Prendre l’avion ? Même pas honte.
En Suisse un sondage Tamedia publié par le Matin Dimanche révèle que la honte et la culpabilité de prendre l’avion ne touchent qu'une minorité de la population: environ 40% des 13 660 sondés.
50 % des personnes interrogées affirment vouloir prendre l’avion pour aller à l’étranger cet été. Dans l’ensemble les hommes culpabilisent un peu moins que les femmes (36 % / 43 %), et les personnes de gauche plus que celles de droite.
La classe des 18-34 ans est la moins touchée par la honte de voler (Flygskam en suédois), et aussi celle qui volera le plus cet été.
Il semble que le discours moralisateur et culpabilisant sur les voyages en avion n’emporte pas l’adhésion.

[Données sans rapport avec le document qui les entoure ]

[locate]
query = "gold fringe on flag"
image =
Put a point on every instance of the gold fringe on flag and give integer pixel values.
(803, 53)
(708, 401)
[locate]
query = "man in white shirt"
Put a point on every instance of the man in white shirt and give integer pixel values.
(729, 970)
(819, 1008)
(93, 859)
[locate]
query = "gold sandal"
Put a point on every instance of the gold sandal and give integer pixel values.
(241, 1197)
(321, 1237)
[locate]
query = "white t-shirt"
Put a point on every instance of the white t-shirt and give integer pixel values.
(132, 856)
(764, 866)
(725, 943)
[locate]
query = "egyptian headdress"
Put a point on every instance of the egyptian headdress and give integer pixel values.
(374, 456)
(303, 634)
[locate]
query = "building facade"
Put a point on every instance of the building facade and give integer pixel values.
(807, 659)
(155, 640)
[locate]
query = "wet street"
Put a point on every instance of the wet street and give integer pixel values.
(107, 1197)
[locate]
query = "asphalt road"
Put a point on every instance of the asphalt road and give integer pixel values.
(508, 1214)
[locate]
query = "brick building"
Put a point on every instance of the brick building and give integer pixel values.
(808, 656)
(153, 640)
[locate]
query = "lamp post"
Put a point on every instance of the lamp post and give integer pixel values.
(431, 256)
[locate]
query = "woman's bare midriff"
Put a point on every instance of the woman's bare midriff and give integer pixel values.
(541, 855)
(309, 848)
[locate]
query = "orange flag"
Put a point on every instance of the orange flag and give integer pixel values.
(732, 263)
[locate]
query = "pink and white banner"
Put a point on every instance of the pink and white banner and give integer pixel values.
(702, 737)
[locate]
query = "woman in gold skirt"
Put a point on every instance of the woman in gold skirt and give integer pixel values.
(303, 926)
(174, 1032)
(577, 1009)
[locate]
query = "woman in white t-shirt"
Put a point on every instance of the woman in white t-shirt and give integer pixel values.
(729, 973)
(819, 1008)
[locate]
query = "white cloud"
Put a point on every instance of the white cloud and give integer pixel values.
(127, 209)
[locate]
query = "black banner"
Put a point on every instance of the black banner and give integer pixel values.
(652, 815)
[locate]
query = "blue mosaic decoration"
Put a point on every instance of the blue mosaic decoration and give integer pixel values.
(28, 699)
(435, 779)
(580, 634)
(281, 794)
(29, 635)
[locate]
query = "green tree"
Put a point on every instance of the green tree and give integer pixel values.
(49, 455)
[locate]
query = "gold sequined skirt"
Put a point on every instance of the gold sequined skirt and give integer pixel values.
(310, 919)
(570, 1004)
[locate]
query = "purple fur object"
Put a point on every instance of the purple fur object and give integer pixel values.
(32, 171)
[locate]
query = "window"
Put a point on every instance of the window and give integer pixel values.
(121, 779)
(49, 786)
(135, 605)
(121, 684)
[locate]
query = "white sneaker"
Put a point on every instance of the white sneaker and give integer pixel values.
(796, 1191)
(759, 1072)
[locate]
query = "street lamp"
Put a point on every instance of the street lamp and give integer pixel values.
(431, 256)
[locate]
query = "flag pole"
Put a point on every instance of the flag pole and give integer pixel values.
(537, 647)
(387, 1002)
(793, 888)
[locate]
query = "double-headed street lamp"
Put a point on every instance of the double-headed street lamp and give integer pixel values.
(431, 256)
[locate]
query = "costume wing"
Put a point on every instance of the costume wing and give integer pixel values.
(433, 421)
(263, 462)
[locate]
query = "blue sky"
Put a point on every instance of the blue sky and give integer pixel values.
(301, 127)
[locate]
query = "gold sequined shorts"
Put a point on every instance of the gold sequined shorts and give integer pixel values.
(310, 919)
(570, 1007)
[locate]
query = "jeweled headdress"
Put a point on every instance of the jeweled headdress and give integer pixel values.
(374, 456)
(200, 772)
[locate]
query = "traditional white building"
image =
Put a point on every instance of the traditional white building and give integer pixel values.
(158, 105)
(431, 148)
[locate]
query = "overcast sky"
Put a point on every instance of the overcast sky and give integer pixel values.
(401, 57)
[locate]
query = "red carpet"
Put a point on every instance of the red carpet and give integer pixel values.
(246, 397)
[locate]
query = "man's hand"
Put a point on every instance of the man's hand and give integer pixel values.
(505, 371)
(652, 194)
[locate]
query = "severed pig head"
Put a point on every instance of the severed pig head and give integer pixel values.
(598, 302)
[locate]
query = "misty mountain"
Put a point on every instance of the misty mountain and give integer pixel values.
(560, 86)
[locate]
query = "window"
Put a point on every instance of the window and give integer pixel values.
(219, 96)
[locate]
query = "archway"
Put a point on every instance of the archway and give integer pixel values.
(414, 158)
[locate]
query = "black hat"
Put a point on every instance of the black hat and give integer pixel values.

Je l’ai déjà dit, je suis favorable à l’avion, même s’il y a des années que je ne l’ai plus pris. C’est un moyen de déplacement extraordinaire quand on y pense.
Je garde mes distances d’avec les injonctions morales. Sauver la planète est un slogan simplificateur auquel je suis volontairement sourd. Il vous range à faible coût dans le camp du bien. Mais on ne sauve pas la planète, elle se débrouillera toujours d’elle-même.
Cette croisade quasi-missionnaire est à mon avis de nature à contraindre encore plus notre environnement. Je n’ai pas besoin d’une nouvelle religion. Je redoute le déficit démocratique qui accompagne le climatisme.
C’est facile d’attaquer l’avion quand on consomme de l’internet en volume démesuré. Les flottes aériennes ont beaucoup évolué. Les moteurs sont moins gourmands, moins bruyants.
Réduire nos émissions: la même chose devrait aussi s’appliquer en Afrique et en Asie. Les agences occidentales insistent auprès des pays en développement pour qu’ils réduisent leur émissions. Donc réduire le charbon de bois qui est le principal combustible pour des milliards de personnes?
Ce sera possible, comme ça l’est devenu chez nous, quand tous les pays auront l’électricité à la maison. Et les moyens de se payer une voiture électrique ou à essence propre. Aujourd’hui les pays émergents émettent plus de CO2 que les occidentaux. Ce sont eux qui « dérèglent » le plus le climat, selon la théorie carbocentrée.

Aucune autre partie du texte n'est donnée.